ABC journalist Tracey Holmes has announced that she will be leaving the public broadcaster at the end of next month.
“Paris 2024 beckons. It will be my 14th Olympic Games as a journalist/reporter/broadcaster. This coming Olympics though, it will not be for the ABC since I have resigned and will finish on November 30,” Holmes wrote on social media over the weekend.
“Thanks to colleagues, listeners, viewers, readers, critics and most importantly, those who always gave their time to both celebrate sports role in society and discuss the ways of turning the negatives into the positives.”

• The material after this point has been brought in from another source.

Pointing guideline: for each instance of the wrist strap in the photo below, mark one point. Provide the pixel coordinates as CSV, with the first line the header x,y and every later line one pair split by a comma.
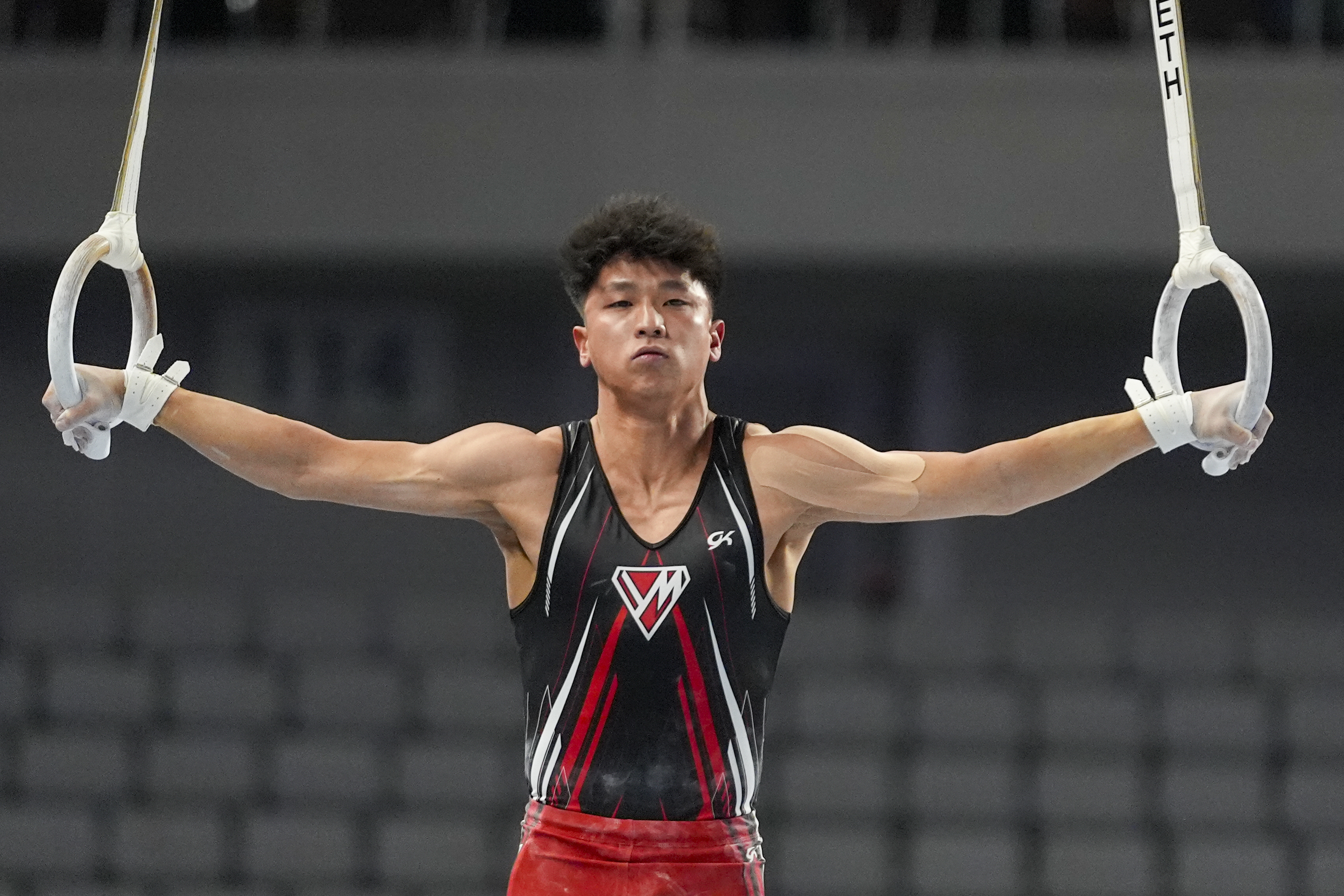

Holmes indicated that there would still be a lot to come from her in the future, finishing off by saying that “to channel a former governor of California in his former life as The Terminator, ‘I’ll be back’, that’s a promise.”
The first public acknowledgement of the news came via socials, as Holmes didn’t even share the news with the listeners to her ABC podcast The Ticket – with the latest episode dropping just hours before her social media post.
There is no indication yet whether or not the weekly sports podcast will continue with or without her.
Holmes joined the ABC in 1989, working as a broadcast trainee. She eventually became the host of Grandstand, making her Australia’s first female host of a national sports program.
Earlier in 2023, she was awarded the Australian Sports Commission’s Lifetime Achievement Award, with the peak body calling her one of the most “influential sports broadcasters” in the country.
Holmes’ resignation comes five months after her partner, Stan Grant, announced that he would be stepping down as host of the ABC’s Q+A, citing racial abuse that he had been on the receiving end of after the coronation of King Charles III. He later announced that the decision was permanent, leaving journalism for a new role as the inaugural Director of the Constructive Institute Asia Pacific in the Faculty of Arts at Monash University.